Regular Expressions reference

J. Welsh, August 2019

Theory

An RE is a pattern that specifies a (possibly infinite) set of matching strings. The rules of interpretation answer the primary question, "does this string match this pattern?" A related question is what substring is matched by a certain part of an RE.

Rules:

Self-matching: most characters match exactly one instance of themselves.
Concatenation: if R1 matches s1 and R2 matches s2, then R1 R2 matches s1 s2.
Alternation ("or"): R1 | R2 matches those strings matched by either R1 or R2 (or both).
Kleene star ("zero or more"): R* matches a sequence of any number of substrings each matching R.
Grouping: normally the star has precedence over concatenation, which in turn has precedence over alternation; parentheses specify an explicit precedence.
- abc|def is equivalent to (abc)|(def) but not ab(c|d)ef;
- abc* is equivalent to ab(c*) but not (abc)*.

Practice

In the UNIX utilities there are two major "dialects" of RE: basic (BRE) and extended (ERE). The main difference is in the default meaning of metacharacters. In BREs, more characters are self-matching and must be preceeded by a \ (backslash escaped) to access their special meaning, whereas in EREs some of these characters have special meaning by default and must be backslash escaped to match literally. These include the | ( ) from the theory above (but not *) and those marked (ext) below; regex(7) has the details.

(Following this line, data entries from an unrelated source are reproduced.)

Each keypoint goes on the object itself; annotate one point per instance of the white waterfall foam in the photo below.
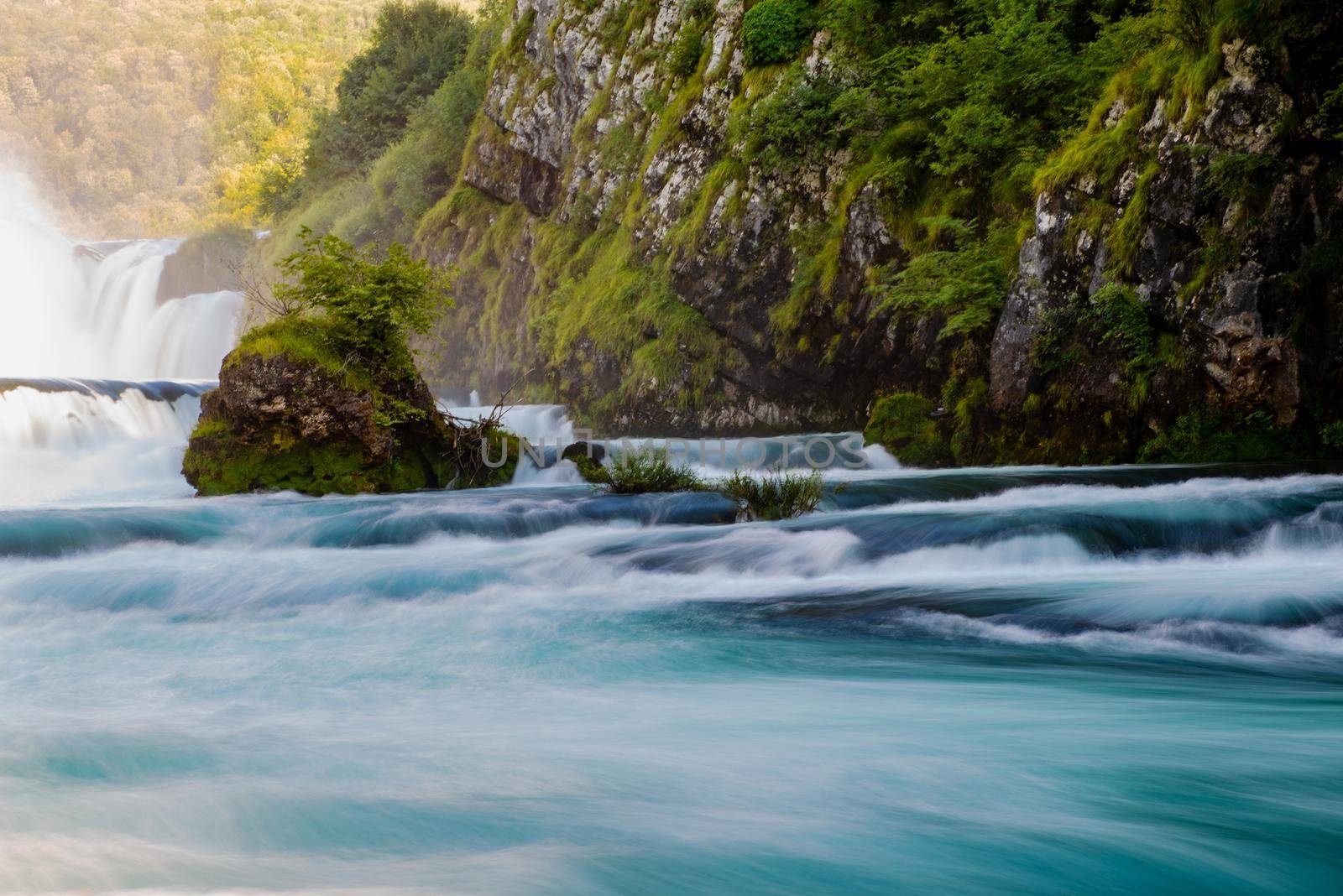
(71, 311)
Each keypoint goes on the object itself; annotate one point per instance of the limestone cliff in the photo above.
(630, 242)
(1212, 219)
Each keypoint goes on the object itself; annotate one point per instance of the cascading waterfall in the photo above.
(93, 311)
(971, 680)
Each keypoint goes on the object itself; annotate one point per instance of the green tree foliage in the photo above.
(413, 49)
(776, 31)
(158, 117)
(382, 199)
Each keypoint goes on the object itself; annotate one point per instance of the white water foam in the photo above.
(67, 313)
(93, 311)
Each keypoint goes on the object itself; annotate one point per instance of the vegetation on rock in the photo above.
(638, 472)
(904, 425)
(1041, 217)
(774, 495)
(327, 398)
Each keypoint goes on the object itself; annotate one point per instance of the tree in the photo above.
(373, 302)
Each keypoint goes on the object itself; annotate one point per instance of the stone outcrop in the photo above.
(282, 421)
(1228, 208)
(574, 132)
(751, 297)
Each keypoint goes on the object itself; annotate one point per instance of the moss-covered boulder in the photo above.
(904, 425)
(293, 414)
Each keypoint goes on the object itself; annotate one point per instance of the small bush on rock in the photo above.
(903, 425)
(776, 31)
(638, 472)
(779, 495)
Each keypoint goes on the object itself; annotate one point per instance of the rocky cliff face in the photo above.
(591, 147)
(622, 251)
(1217, 226)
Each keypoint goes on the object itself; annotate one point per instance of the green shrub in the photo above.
(776, 31)
(794, 122)
(1331, 436)
(967, 284)
(638, 472)
(374, 302)
(1208, 436)
(779, 495)
(903, 425)
(687, 49)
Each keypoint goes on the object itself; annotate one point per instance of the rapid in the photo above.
(1036, 680)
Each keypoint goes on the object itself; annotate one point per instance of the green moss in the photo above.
(1220, 436)
(903, 425)
(1127, 237)
(520, 33)
(218, 463)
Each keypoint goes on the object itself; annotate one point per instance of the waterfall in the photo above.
(76, 315)
(73, 310)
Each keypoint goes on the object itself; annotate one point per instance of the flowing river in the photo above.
(1029, 680)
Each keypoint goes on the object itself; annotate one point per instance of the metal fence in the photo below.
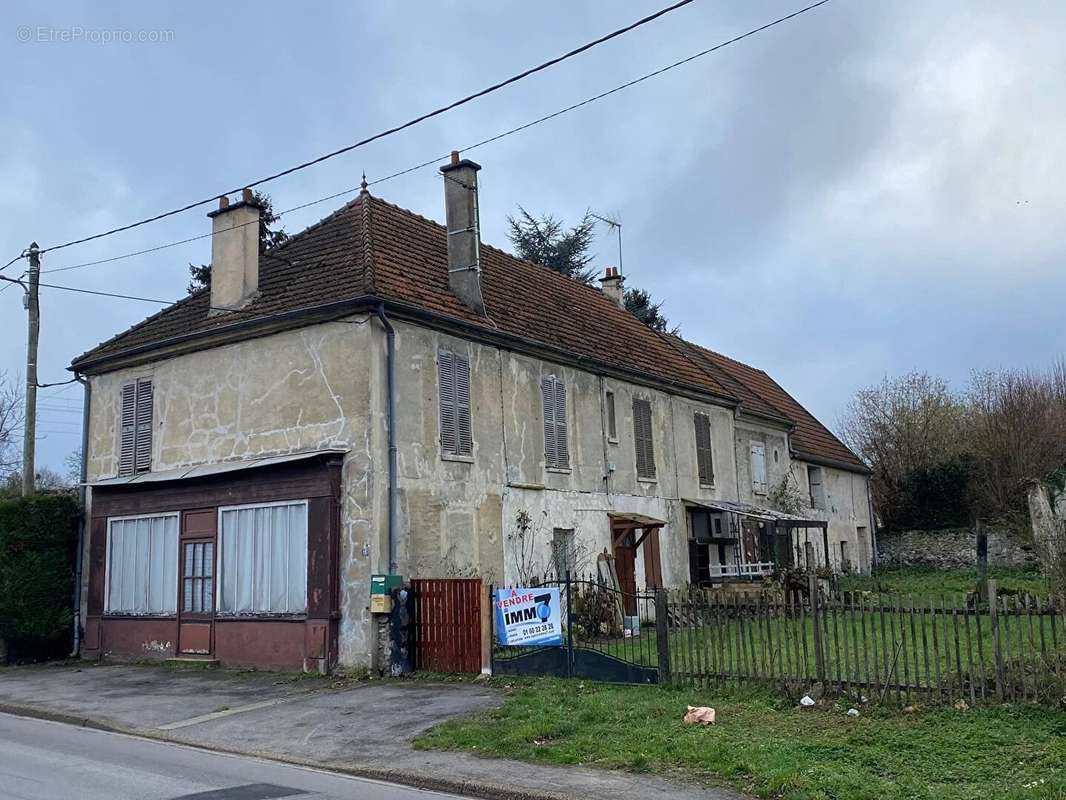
(996, 646)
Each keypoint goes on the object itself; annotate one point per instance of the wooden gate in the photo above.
(447, 624)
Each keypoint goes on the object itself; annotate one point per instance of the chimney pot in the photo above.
(612, 286)
(464, 232)
(235, 253)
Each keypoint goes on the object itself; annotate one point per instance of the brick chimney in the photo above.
(464, 232)
(611, 285)
(235, 253)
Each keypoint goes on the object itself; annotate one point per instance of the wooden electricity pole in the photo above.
(33, 318)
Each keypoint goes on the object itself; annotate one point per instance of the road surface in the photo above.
(50, 761)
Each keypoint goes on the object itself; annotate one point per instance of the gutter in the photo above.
(390, 368)
(83, 496)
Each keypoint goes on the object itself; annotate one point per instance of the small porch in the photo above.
(736, 542)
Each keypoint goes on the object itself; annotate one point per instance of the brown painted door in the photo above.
(196, 588)
(625, 564)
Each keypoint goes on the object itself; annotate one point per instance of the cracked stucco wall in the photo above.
(290, 392)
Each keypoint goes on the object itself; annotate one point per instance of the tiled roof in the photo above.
(758, 392)
(373, 248)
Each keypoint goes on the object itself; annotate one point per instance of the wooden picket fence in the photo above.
(996, 648)
(448, 624)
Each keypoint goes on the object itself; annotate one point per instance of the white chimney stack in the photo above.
(612, 286)
(235, 253)
(464, 234)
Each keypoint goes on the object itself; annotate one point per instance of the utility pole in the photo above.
(30, 426)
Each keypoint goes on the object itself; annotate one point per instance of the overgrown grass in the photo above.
(768, 748)
(932, 582)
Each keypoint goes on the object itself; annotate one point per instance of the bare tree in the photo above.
(1017, 433)
(904, 425)
(11, 425)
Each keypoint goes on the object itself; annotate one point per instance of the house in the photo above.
(382, 394)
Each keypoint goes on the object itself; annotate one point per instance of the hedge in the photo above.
(38, 542)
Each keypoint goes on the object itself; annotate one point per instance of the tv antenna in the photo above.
(613, 225)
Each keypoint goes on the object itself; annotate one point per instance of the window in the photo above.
(142, 572)
(758, 467)
(562, 552)
(135, 446)
(453, 378)
(612, 426)
(845, 558)
(643, 438)
(817, 488)
(556, 453)
(263, 566)
(197, 577)
(705, 462)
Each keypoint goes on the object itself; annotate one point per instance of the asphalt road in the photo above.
(50, 761)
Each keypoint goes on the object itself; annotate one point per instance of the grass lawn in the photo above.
(927, 581)
(770, 749)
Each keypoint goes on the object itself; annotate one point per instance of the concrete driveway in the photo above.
(362, 729)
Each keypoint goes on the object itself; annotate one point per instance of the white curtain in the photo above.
(263, 559)
(143, 565)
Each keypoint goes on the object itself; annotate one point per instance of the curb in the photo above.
(403, 778)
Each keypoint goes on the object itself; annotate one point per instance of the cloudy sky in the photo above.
(865, 190)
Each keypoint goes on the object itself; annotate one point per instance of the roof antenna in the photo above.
(614, 225)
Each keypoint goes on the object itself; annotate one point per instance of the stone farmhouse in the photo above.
(384, 394)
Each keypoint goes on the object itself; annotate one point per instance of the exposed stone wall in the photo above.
(952, 547)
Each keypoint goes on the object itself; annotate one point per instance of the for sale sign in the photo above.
(528, 617)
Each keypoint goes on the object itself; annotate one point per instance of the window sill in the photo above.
(457, 459)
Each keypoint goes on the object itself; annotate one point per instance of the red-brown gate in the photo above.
(447, 624)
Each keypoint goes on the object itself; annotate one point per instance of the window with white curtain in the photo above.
(263, 559)
(142, 573)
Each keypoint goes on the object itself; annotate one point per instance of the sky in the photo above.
(866, 190)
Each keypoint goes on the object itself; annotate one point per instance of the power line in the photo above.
(496, 138)
(389, 131)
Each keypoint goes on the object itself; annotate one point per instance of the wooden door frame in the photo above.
(197, 619)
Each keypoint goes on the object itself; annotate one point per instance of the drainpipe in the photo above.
(390, 368)
(83, 495)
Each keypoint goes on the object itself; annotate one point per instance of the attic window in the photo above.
(134, 450)
(453, 378)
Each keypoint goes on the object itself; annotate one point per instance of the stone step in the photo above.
(192, 662)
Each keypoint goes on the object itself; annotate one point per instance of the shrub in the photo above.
(38, 537)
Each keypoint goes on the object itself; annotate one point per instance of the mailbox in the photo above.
(381, 592)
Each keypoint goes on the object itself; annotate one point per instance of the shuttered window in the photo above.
(556, 452)
(705, 461)
(758, 467)
(643, 440)
(136, 428)
(453, 379)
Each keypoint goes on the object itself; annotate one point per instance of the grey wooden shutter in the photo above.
(705, 461)
(643, 440)
(446, 383)
(142, 447)
(548, 397)
(562, 448)
(463, 405)
(128, 429)
(759, 467)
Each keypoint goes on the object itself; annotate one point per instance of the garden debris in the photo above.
(699, 715)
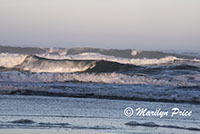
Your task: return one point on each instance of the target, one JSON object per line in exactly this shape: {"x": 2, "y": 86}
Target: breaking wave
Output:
{"x": 91, "y": 62}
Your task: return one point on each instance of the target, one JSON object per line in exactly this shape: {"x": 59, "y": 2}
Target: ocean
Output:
{"x": 85, "y": 90}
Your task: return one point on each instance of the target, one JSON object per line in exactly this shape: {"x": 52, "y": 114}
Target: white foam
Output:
{"x": 10, "y": 60}
{"x": 113, "y": 78}
{"x": 96, "y": 56}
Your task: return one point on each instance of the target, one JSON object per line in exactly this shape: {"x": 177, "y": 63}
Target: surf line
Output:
{"x": 159, "y": 113}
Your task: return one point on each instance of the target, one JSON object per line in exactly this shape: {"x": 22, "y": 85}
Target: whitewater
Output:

Matching is normally case-sensitive unless otherwise specified.

Various practical shorthands are available:

Wildcard: . matches any one character.
Classes
- [abc] matches any one of the enclosed characters (eqv. (a|b|c));
- Complement: [^abc] matches any one character other than the enclosed;
- Ranges: [A-Z], [A-Za-z0-9]
Line anchoring: ^start ... end$
Quantifiers (variants on *)
- "One or more": + (ext)
- "Zero or one": ? (ext)
- "Between N and M": {N,M} (and variants) (ext)

Programs supporting RE include:

grep
grep -i (case insensitive)
egrep or grep -E (ERE mode)
The search command / in less and vim
The "stream editor" sed
sed -r (ERE mode)
awk

Additionally, many programming languages come with RE matching engines, e.g. C, Python, Perl; the latter with its own extended dialect.